Lo haría en su receso antes de la medianoche. Estaba decidido. 

Había tomado ese turno a sabiendas de que podría usar la distracción de la noche de inauguración. Todos estarían atentos al espectáculo pirotécnico, a la comida abundante y las bebidas y no notarían su desaparición hasta el otro día.

Su tía creería que estaba celebrando en cubierta y sus compañeros de trabajo creerían que estaba descansando en su cabina. Era el plan perfecto. Al menos así lo creía. 

Tenía tiempo suficiente para desaparecer sin dejar rastros. Se hundiría en el fondo del mar y nunca la encontrarían. 

Ella quería que así fuera. 

Había leído de otras desapariciones en cruceros. Siempre se relacionaban a accidentes, caídas o descuidos. 
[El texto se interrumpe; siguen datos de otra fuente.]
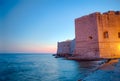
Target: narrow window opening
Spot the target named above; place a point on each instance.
(106, 35)
(90, 37)
(118, 34)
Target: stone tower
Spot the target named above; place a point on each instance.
(98, 35)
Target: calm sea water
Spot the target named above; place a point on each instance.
(42, 67)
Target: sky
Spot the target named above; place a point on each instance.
(35, 26)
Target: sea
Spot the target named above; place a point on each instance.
(42, 67)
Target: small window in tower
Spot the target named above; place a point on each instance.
(106, 35)
(90, 37)
(118, 34)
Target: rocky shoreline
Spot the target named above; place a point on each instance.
(109, 71)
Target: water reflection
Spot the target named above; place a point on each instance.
(42, 67)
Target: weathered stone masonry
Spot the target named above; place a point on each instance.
(97, 35)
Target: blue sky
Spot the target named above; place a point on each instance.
(37, 25)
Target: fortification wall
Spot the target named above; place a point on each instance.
(86, 33)
(108, 34)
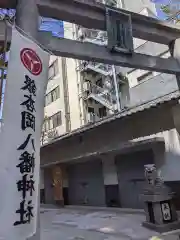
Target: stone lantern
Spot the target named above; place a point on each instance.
(160, 212)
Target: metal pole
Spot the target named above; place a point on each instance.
(27, 19)
(116, 89)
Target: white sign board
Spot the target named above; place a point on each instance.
(166, 211)
(20, 138)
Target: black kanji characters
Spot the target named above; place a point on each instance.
(30, 85)
(24, 145)
(27, 162)
(26, 213)
(26, 185)
(28, 120)
(29, 103)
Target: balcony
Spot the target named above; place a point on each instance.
(100, 95)
(98, 68)
(92, 118)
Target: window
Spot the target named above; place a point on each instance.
(56, 119)
(102, 112)
(53, 70)
(53, 122)
(52, 96)
(90, 110)
(145, 76)
(99, 83)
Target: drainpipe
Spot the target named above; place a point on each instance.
(116, 89)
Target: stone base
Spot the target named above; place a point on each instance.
(163, 227)
(60, 203)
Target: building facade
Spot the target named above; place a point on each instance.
(103, 165)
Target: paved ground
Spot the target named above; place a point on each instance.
(82, 224)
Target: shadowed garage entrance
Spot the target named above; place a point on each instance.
(86, 186)
(130, 168)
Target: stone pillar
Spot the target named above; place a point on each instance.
(27, 19)
(110, 181)
(57, 176)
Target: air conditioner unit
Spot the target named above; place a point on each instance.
(87, 86)
(90, 117)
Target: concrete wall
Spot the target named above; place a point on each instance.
(153, 88)
(41, 179)
(109, 170)
(108, 136)
(138, 5)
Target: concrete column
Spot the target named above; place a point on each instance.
(167, 156)
(175, 52)
(57, 175)
(110, 181)
(27, 17)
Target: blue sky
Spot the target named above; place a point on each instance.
(158, 3)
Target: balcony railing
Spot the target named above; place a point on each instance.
(95, 67)
(101, 95)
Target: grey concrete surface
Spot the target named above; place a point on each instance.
(89, 224)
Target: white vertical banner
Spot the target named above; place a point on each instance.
(23, 113)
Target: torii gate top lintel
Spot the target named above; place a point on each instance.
(92, 15)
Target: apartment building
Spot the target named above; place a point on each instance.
(93, 173)
(81, 92)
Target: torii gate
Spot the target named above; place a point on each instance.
(92, 15)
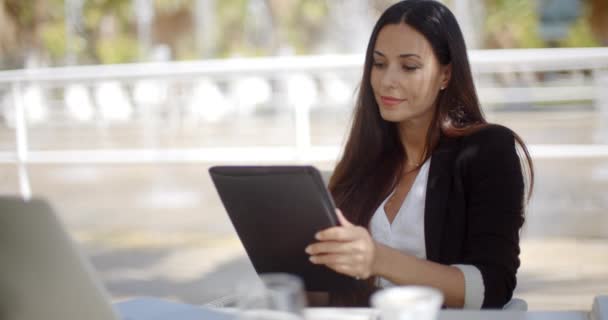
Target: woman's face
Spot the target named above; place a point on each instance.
(406, 76)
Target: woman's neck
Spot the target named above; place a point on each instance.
(414, 140)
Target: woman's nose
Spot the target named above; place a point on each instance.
(389, 78)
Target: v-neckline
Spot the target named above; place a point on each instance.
(403, 203)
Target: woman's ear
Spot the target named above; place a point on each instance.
(446, 75)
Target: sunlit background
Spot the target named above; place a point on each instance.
(115, 109)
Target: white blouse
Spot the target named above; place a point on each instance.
(406, 234)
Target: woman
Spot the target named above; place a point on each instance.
(431, 194)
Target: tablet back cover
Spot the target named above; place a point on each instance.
(276, 212)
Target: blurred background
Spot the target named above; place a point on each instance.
(115, 109)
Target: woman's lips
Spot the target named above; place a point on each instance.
(390, 101)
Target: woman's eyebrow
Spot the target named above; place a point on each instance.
(403, 55)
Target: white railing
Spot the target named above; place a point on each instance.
(503, 76)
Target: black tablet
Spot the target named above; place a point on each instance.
(276, 211)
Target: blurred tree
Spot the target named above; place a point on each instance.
(599, 20)
(511, 24)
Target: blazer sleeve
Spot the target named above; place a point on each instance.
(494, 191)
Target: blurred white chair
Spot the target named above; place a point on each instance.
(7, 107)
(516, 304)
(337, 91)
(149, 96)
(249, 93)
(207, 102)
(113, 102)
(36, 110)
(301, 91)
(79, 103)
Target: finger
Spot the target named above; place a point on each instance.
(343, 269)
(327, 247)
(342, 219)
(337, 234)
(331, 259)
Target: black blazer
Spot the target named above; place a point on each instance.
(474, 208)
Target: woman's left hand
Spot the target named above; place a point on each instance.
(347, 249)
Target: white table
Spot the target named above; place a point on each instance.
(158, 309)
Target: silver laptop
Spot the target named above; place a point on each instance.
(42, 273)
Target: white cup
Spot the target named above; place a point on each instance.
(407, 303)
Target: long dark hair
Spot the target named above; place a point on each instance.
(374, 155)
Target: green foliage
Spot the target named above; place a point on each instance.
(512, 24)
(117, 50)
(580, 34)
(53, 39)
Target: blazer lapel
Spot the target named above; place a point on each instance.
(437, 195)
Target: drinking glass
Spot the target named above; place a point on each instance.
(278, 296)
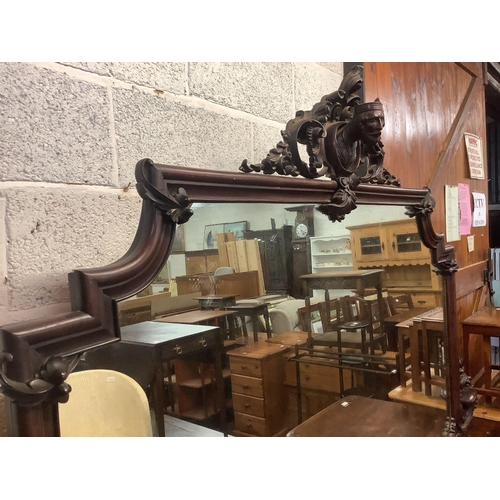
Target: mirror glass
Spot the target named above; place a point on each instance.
(268, 249)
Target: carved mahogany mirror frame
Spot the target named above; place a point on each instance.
(39, 354)
(345, 169)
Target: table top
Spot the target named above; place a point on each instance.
(194, 317)
(153, 333)
(259, 350)
(356, 273)
(488, 316)
(217, 297)
(406, 315)
(357, 416)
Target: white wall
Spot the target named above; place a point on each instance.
(71, 134)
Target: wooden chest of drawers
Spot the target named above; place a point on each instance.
(259, 396)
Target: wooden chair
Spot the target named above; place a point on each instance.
(359, 315)
(105, 403)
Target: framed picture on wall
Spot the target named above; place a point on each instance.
(238, 228)
(210, 236)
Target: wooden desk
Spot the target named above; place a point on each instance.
(203, 317)
(485, 322)
(357, 416)
(216, 301)
(168, 341)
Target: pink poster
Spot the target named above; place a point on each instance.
(465, 213)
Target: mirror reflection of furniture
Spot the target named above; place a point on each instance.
(396, 247)
(223, 270)
(398, 303)
(254, 312)
(358, 316)
(105, 403)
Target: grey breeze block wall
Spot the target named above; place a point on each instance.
(71, 134)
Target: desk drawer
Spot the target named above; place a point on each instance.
(248, 405)
(190, 344)
(245, 366)
(248, 386)
(250, 424)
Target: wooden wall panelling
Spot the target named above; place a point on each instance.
(428, 108)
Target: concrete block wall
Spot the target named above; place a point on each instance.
(71, 134)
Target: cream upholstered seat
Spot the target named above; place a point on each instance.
(105, 403)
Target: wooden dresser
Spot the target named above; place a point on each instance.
(259, 398)
(396, 247)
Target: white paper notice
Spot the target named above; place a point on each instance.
(452, 216)
(475, 156)
(479, 214)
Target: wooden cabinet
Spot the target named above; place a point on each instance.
(202, 261)
(331, 252)
(275, 249)
(396, 247)
(257, 381)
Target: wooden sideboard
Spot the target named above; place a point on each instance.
(396, 247)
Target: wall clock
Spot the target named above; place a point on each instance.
(304, 223)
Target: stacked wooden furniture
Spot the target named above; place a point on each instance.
(243, 284)
(396, 247)
(259, 401)
(242, 256)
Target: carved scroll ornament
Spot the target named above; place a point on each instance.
(342, 140)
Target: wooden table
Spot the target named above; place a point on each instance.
(169, 341)
(216, 301)
(485, 322)
(391, 321)
(410, 327)
(357, 416)
(253, 311)
(358, 280)
(203, 317)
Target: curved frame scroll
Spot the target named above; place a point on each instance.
(38, 355)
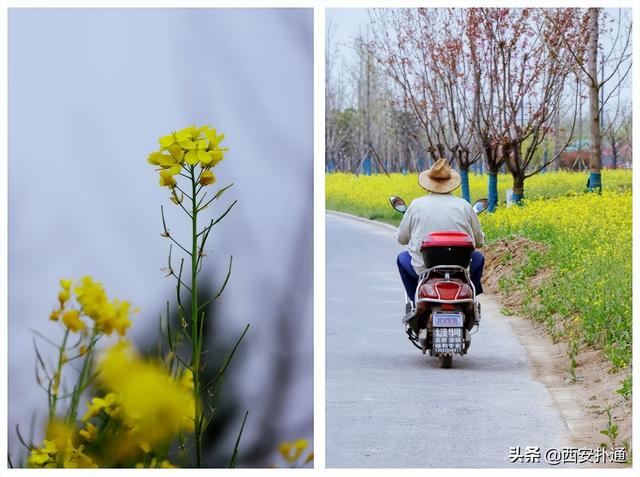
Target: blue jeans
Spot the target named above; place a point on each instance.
(410, 277)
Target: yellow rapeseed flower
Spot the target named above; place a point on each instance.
(108, 316)
(156, 405)
(207, 178)
(291, 451)
(191, 146)
(71, 318)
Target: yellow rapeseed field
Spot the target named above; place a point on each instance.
(367, 195)
(588, 237)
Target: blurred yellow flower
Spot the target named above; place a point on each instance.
(71, 318)
(156, 405)
(108, 316)
(291, 451)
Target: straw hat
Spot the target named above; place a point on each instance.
(440, 178)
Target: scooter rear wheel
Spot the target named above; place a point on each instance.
(445, 360)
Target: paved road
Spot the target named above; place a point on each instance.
(387, 405)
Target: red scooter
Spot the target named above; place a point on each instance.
(444, 311)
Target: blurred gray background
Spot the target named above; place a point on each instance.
(90, 92)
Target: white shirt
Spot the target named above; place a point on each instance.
(433, 213)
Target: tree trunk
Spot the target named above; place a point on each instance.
(595, 161)
(518, 187)
(492, 172)
(464, 182)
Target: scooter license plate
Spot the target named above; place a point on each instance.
(447, 340)
(448, 320)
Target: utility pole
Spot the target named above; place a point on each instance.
(595, 161)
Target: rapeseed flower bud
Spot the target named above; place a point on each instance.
(187, 147)
(207, 178)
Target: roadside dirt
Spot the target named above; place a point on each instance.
(582, 401)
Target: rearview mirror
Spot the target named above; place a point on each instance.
(398, 204)
(480, 205)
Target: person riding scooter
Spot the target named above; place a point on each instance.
(436, 211)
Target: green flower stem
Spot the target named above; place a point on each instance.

No quería que sus padres supieran que se había suicidado, ni que mucho menos supieran de su embarazo o su enfermedad. 

Jamás la perdonarían.

Prefería hacerles creer que todo había sido un accidente y que la recordaran con cariño. 

Trabajó un par de horas en las actividades de entretenimiento para los invitados; estuvo rodeada de alegría y música, pero por dentro estuvo sumida en la desdicha. 

Algunos minutos antes de que su turno terminara, se escabulló hasta la zona deportiva dentro del crucero. Entró al gimnasio con paso seguro y cuidadosa con las cámaras cogió cuatro discos de hierro.

Veinte kilos en total. Se los metió en los bolsillos de la chaquetilla negra que vestía y salió del lugar como si nada hubiese ocurrido.

El lugar estaba desierto a esa hora. Todo el mundo esperaba la medianoche. 

En los pisos superiores se escuchaban los gritos de alegría producto de la celebración. Se alejó cuanto pudo a paso veloz y llegó hasta los registros para terminar su turno.

La persona a cargo le dio un pase para que pasara por la “galley”, la cocina, antes de que se fuera a descansar.

Tenía seis horas para recuperarse. Su turno partía al amanecer. 

Hizo lo que le dijeron. Llegó a la galley y escogió unas piezas de sushi, las que degustó con los ojos llorosos.

Su marido no la dejaba comer ese tipo de platillos y estuvo feliz de probarlos antes de suicidarse. Un gustito para despedirse feliz. 

Le hubiera gustado hacer más cosas, pero no tenía tiempo.

Eso se decía cuando recordaba que estaba embarazada y que su pequeño traería la misma maldición de la que ella era portadora. 

—¿Ya terminaste? —le preguntó su tía, ofreciéndole otros seis cortes de sushi sin que nadie las viera. 

Ella trabajaba en la cocina. 

Camille se rio y con dulzura le agradeció por su gesto cariñoso. 

—Sí, pero creo que iré a divertirme —mintió Camille y le dio una sonrisa falsa. 

Su tía estuvo orgullosa.

—Me alegra escuchar eso —le respondió, creyendo en su palabra—. Bueno, no pierdas más tu tiempo... ve arriba y disfruta, que la vida es una. —Le dio un pellizco en la mejilla y la besó en la frente.

Camille se engulló la última pieza de sushi y desapareció por las escaleras.

Se mezcló con las cientos de personas que festejaban a esa hora. 

Para que no la identificaran, agarró una capucha que encontró tirada en las reposeras junto a la piscina y se la puso encima de su chaquetilla de trabajo.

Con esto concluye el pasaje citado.